According to data and analysis from STR, hotels
in GCC (Gulf Cooperation Council) countries have experienced a
downturn in performance and overall profitability that correlates
with a decline in oil prices.
Through the first half of 2016, the GCC hotel
industry reported a 10.3% year-on-year decrease in RevPAR.

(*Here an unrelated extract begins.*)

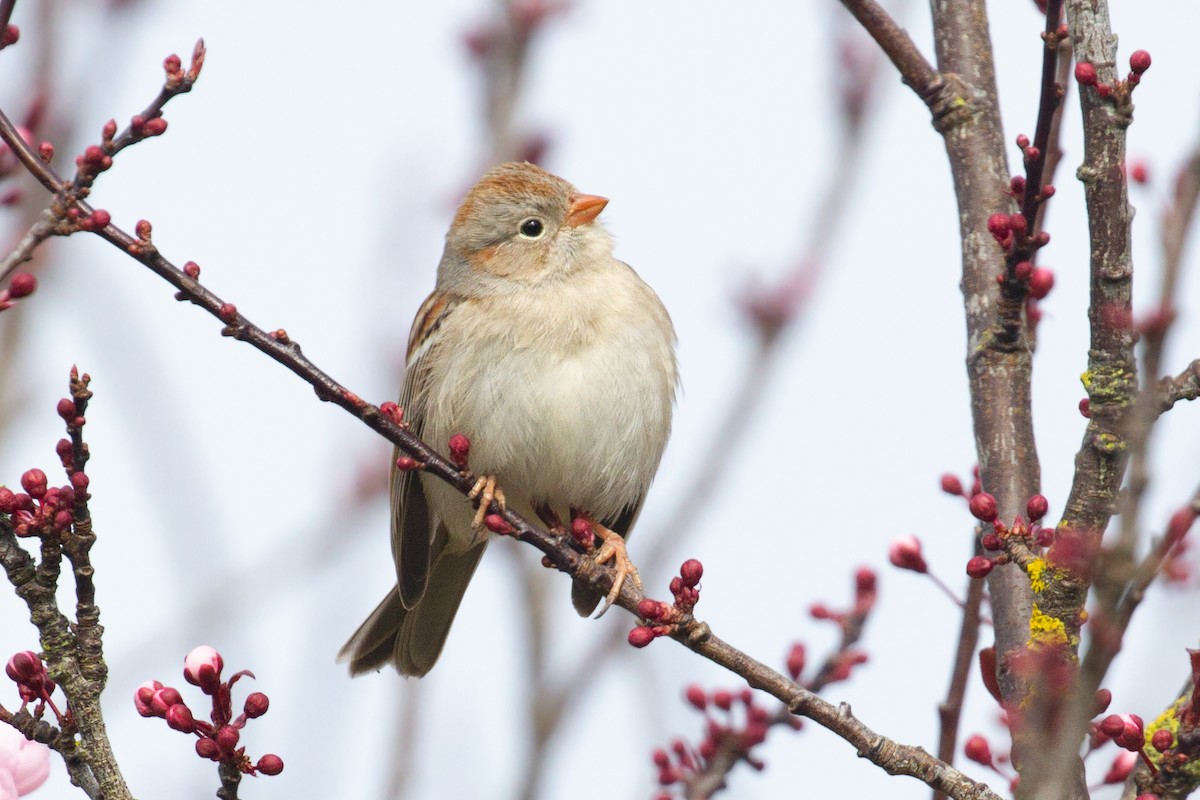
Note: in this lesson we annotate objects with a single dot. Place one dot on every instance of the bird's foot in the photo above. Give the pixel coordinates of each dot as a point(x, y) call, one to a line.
point(484, 492)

According to Statista, the average price
of OPEC crude oil in 2016 is down 27.0% (to US$36.13) from the
average price per barrel in 2015.
STR analysts note that RevPAR and GOPPAR have
trended similarly to the price of crude oil during the past
decade.
According to Statista, the price of OPEC crude
oil averaged US$96.29 per barrel in 2014 but plummeted 48.6% to an
average price of US$49.49 in 2015. Over the same time period,
corporate business in GCC hotels suffered with year-on-year
declines in room revenue (-3.1%), food & beverage (-3.8%) and
other operated departments (-5.8%), according to STR’s 2015 Global
Profitability Review. Overall, total revenue for GCC hotels was
down 3.0% in 2015.
“Since many of the key cities in the Middle East
rely heavily on corporate travel for events and conventions, it is
not strange to see overall profitability declines partially as a
result of the drop in oil price,” said Philip Wooller, STR’s area
director for the Middle East and Africa. “When you couple that
with strong supply growth in the majority of these markets, the
downward trend is amplified. At the market level, however, Dubai
still maintains one of the highest GOPPAR levels in the world.”